Рождественская оратория
Шрифт:
А мы с мисс Лолой взлетали все выше к звездам, парили в объятиях друг друга, кружили вокруг планеты Марс, вокруг жаркой Венеры. Из дальней дали доносились звуки аккордеона, затихали тарантеллы, уста к устам пред огнями звезд, словно рыбы в забытом аквариуме.
— Дамы и господа, сенсационный аттрак…
Гром пушечного выстрела прокатился по кухне.
— А пока мы летели, на земле убрали страховочную сетку. Когда эрцгерцог Фердинанд снимал сюртук, пуля уже пронзила его, когда Жан Жорес надевал шляпу, его голову уже пробила пуля убийцы. А трава на лужайках, где в парках Европы
Мы падали. Ухватиться не за что — даже лунного лучика не нашлось, ведь пушки перебили все лучи у самого основания, и приземлиться некуда, ведь ракеты погасили все звезды, и я, смеявшийся и махавший тросточкой, последний человек-ядро, мастер забытого искусства, падал вместе с мисс Лолой из Маркарюда, уста к устам, падал к выжженной земле.

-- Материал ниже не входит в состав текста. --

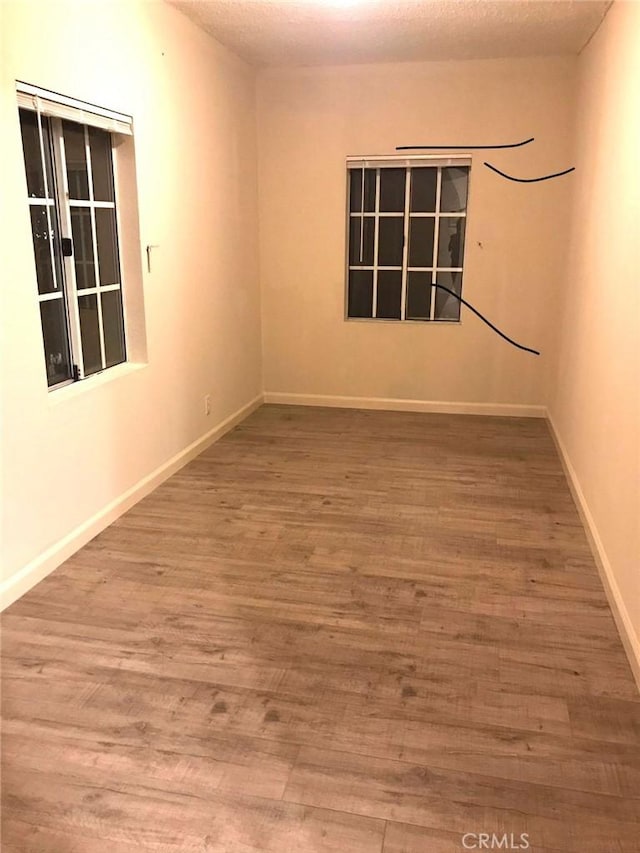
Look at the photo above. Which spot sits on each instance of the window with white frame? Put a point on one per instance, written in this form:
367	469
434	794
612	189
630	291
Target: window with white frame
405	236
71	191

И очутился тут, на полу. Отсюда ничто упасть не может.
В кухне воцарилась тишина. Куриное перышко трепетало на пороге, потом вместе с мягким дыханием осени скользнуло внутрь, приблизилось к Сплендидову отцу. Тот взял его в руки, осмотрел, провел им по здоровой щеке.
— Вот так было в ту пору, — сказал Альфонс Нильссон. — А теперь вот этак.
— Ну а вообще-то, пап?
— Вообще было тяжко.
— А все ж таки… Когда ты упал. Почему так вышло?

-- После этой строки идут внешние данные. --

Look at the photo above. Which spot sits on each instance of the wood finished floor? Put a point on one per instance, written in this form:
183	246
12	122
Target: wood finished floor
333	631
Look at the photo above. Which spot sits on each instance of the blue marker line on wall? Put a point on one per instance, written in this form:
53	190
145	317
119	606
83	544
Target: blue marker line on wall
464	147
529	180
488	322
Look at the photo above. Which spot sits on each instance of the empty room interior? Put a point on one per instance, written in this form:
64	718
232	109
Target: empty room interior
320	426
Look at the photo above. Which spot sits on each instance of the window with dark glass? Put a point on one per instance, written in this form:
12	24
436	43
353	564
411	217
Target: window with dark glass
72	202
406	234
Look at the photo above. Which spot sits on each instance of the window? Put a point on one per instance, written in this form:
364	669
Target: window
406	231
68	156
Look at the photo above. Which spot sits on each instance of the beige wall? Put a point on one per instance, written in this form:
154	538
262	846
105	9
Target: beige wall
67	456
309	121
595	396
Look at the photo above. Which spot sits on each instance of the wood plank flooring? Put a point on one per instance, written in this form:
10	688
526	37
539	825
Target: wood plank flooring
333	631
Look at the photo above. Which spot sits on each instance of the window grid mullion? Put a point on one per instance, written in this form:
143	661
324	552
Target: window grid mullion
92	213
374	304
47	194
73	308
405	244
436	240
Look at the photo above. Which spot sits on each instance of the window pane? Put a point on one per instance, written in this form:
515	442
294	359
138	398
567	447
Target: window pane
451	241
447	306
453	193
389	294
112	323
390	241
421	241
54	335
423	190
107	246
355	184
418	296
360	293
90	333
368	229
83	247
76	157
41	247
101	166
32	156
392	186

Они сидели на полу, Альфонс Нильссон посмотрел на дверь:
— Мама твоя не любит, когда я об этом рассказываю.
— Так ее тут нету.
— И я не знаю, поймут ли такие маленькие мальчики…
— Ну, пап. Сиднеру нужно услышать. Я же говорил тебе. Ему очень нужно узнать, как оно есть. Не то ведь вконец в своих раздумьях утопнет.
Альфонс Нильссон уперся костяшками пальцев в пол, толкнул тележку к двери и выглянул наружу.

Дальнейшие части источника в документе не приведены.